Countries kept their wallets closed. Now, lacking representatives from heavyweight countries – in terms of both economics and pollution, such as U.S. President Barack Obama and German Chancellor Angela Merkel – penny-pinching became the standard for the conference negotiators as well.
Activists said that even the $20 million announced by U.S. Secretary of State Hillary Clinton for financing clean energy projects in Africa is nowhere near enough.
If the final Rio+20 document “is the product of the collective ambition of the countries that attended this conference,” as President Dilma Rousseff said during the event’s closing session, then the world’s leaders are not very ambitious.
As Russian Prime Minister Dmitry Medvedev also said, “I have no doubt we can all do more." In a statement made on Wednesday, June 21, the Russian Prime Minister affirmed that this was a global agreement, including measures that all countries must implement.

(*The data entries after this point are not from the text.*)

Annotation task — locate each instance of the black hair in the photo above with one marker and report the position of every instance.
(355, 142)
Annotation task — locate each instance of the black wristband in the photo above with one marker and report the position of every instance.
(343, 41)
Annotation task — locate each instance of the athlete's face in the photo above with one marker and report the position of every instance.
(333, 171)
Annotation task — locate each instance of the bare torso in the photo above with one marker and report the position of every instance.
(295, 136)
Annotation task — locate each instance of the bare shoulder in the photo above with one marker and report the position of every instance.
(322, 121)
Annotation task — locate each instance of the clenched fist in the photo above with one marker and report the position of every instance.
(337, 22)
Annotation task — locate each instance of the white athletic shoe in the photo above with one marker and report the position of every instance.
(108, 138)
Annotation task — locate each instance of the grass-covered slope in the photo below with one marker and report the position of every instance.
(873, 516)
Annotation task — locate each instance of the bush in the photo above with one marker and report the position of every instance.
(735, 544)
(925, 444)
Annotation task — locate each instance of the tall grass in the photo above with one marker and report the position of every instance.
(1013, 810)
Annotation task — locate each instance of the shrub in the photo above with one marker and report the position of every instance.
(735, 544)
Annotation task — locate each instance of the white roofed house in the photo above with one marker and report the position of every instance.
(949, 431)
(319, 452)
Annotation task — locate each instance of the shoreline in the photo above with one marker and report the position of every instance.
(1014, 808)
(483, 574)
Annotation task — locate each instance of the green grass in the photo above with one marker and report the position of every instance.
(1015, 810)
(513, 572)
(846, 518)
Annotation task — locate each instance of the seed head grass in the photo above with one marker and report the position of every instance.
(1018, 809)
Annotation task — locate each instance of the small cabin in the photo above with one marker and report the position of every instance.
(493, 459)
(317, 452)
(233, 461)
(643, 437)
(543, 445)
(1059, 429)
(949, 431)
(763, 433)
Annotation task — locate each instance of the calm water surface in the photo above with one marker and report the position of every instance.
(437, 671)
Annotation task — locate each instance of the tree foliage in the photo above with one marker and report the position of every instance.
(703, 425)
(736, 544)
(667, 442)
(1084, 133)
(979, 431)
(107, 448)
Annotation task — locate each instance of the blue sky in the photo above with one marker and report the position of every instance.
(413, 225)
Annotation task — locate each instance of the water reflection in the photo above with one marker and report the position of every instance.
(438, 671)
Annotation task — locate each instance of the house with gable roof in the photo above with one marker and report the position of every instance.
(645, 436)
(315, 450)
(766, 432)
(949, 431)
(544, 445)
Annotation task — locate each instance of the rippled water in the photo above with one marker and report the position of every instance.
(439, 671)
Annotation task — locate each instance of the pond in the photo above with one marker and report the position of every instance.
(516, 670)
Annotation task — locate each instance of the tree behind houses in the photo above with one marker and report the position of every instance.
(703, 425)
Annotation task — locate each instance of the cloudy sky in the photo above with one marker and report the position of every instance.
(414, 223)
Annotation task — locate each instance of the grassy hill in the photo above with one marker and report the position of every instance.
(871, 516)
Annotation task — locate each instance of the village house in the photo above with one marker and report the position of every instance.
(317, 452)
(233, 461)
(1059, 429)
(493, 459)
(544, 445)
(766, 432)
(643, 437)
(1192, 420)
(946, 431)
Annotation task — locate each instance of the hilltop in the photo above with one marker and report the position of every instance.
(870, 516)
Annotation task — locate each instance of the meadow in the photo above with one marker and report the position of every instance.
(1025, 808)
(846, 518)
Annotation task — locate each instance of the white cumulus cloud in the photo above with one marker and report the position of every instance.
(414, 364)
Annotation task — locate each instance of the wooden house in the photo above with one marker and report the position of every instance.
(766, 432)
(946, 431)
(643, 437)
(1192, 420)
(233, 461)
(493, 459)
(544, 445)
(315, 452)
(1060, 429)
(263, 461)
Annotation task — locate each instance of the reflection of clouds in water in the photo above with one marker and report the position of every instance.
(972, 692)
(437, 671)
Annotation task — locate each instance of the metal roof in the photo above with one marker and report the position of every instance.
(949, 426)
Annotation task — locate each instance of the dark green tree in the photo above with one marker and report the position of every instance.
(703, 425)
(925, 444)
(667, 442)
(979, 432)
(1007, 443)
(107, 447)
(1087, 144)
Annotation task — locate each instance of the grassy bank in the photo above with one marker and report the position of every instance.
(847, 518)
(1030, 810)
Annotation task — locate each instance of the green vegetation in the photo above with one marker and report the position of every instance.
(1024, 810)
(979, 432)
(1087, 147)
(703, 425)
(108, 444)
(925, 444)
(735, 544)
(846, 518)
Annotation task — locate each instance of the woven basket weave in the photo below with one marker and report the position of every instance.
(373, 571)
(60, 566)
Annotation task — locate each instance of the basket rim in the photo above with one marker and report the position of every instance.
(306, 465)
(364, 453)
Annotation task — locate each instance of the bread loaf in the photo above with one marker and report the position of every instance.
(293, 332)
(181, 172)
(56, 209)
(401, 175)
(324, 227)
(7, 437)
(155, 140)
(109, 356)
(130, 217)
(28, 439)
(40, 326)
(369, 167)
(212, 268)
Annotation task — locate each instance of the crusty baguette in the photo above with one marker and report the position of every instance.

“There is only one simple truth: only together and as a team can we make our world more peaceful, safer and more comfortable for the current and future generations,” Medvedev said.
In a veiled critique of other major powers, Medvedev said that Russia was continuing to uphold its responsibilities, mainly with respect to the Kyoto Protocol.
One of the few concrete results of the conference was the creation of the Rio+ Center (International Center for Sustainable Development). Its objective will be to encourage dialogue, but the date for its establishment at the Federal University of Rio de Janeiro has not yet been set.
There will also be a type of promissory note to be collected in 2013, when the leaders form a working group to present proposals to be implemented after 2015. After that date, the Sustainable Development Goals, building on the Millennium Development Goals, will be introduced.
The hope is that the member states of the United Nations will be able to establish a green economy on a global scale. This is a tremendous challenge, either today or three years from now.
Norma Moura is a journalist and has been assistant editor at the Brasília office of Jornal do Brazil and for the politics section of Correio Braziliense.